In a speech yesterday at the 12th Annual Boardroom Summit and Peer Exchange in New York, SEC Commissioner Luis A. Aguilar offered a measure of comfort to people serving on boards of directors of public companies.

Commissioner Aguilar observed that serving as a director of a public company is a particularly difficult job. Public directors, he noted, have significant oversight responsibilities over both executive management and the overall direction of the company; must help set the appropriate tone at the top; must be guardians of the company’s assets; and much more -- all on a "part-time basis" and with the threat of lawsuits constantly hanging over their heads.

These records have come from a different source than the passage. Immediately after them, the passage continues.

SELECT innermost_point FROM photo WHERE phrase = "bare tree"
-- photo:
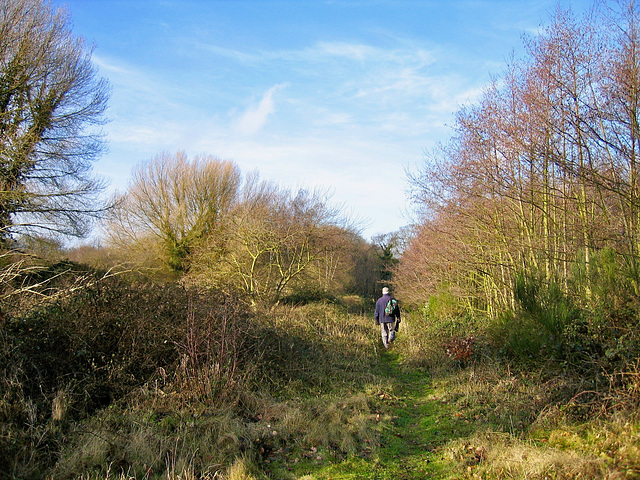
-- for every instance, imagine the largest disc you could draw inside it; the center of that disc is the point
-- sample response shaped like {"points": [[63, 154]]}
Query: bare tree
{"points": [[51, 102], [172, 206]]}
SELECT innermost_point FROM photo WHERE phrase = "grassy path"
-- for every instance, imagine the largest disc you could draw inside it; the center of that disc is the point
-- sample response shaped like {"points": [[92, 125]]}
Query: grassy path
{"points": [[414, 424]]}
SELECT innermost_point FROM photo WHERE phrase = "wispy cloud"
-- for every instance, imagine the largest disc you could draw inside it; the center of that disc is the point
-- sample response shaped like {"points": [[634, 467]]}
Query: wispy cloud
{"points": [[255, 117]]}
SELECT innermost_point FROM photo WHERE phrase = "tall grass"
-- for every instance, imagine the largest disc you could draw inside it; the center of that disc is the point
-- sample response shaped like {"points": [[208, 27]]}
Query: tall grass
{"points": [[123, 379]]}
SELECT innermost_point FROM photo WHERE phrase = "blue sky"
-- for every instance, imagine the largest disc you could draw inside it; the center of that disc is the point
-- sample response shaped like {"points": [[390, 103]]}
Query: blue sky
{"points": [[342, 95]]}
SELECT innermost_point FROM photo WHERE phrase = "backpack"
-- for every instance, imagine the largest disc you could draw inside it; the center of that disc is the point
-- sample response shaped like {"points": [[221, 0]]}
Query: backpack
{"points": [[391, 310]]}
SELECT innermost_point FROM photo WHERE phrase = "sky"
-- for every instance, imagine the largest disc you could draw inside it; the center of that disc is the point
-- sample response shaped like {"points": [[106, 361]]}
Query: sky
{"points": [[344, 96]]}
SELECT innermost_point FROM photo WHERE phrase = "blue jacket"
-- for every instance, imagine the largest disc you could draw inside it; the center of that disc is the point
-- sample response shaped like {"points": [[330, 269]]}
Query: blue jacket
{"points": [[379, 314]]}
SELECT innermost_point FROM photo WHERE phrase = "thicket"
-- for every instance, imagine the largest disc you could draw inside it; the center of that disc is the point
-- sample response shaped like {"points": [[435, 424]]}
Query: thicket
{"points": [[122, 376], [530, 233]]}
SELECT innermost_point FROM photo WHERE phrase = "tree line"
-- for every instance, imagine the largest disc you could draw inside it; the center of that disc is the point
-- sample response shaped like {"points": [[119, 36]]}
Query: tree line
{"points": [[199, 221], [536, 197]]}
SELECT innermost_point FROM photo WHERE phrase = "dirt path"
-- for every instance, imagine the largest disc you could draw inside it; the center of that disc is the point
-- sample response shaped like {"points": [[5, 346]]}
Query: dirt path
{"points": [[413, 427]]}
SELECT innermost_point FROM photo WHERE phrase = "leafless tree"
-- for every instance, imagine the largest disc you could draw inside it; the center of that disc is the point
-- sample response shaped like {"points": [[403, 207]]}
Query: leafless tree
{"points": [[172, 206], [51, 104]]}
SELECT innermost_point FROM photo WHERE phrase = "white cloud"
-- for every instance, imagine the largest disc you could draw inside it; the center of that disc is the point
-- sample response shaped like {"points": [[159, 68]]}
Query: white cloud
{"points": [[255, 117]]}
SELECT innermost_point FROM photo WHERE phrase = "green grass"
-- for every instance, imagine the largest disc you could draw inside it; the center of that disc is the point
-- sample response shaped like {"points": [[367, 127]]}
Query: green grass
{"points": [[413, 425]]}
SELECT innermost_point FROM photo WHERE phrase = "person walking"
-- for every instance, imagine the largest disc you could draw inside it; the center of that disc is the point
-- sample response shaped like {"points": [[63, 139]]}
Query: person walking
{"points": [[387, 315]]}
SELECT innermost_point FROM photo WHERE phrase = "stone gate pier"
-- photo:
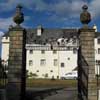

Commissioner Aguilar stated that while he knows directors also have concerns that the SEC will "second-guess" their judgment and bring an enforcement action against them, "the reality is far different." Commissioner Aguilar said that in fact, SEC cases against directors—particularly outside directors—for failing to fulfill their responsibilities as corporate fiduciaries are so rare that "the agency does not currently maintain statistics on cases that are brought against directors."


Citing the handful of cases that the SEC has brought against directors, Commissioner Aguilar observed that these cases

typically involve directors who either have taken affirmative steps to participate in fraudulent misconduct or have otherwise enabled fraudulent misconduct to occur by unreasonably turning a blind eye to obvious “red flags” of misconduct.

The rarity of SEC cases against directors, Commissioner Aguilar concluded, shows that "the vast majority of directors are embracing their responsibilities and are fulfilling them conscientiously. These directors should have nothing to fear from the SEC."


Aguilar's comments echoed remarks made by SEC Chair Mary Jo White in a June 2014 speech at the Twentieth Annual Stanford Directors’ College. Chair White stated that while the SEC does bring some cases against directors, "these cases should not strike fear in the heart of a conscientious, diligent director." Chair White cited two cases in which there were "clear lines crossed by directors not doing their jobs, and then some." She added that "service as a director is not for the faint of heart, but nor should it be a role where you fear a game of 'gotcha' is being played by the SEC."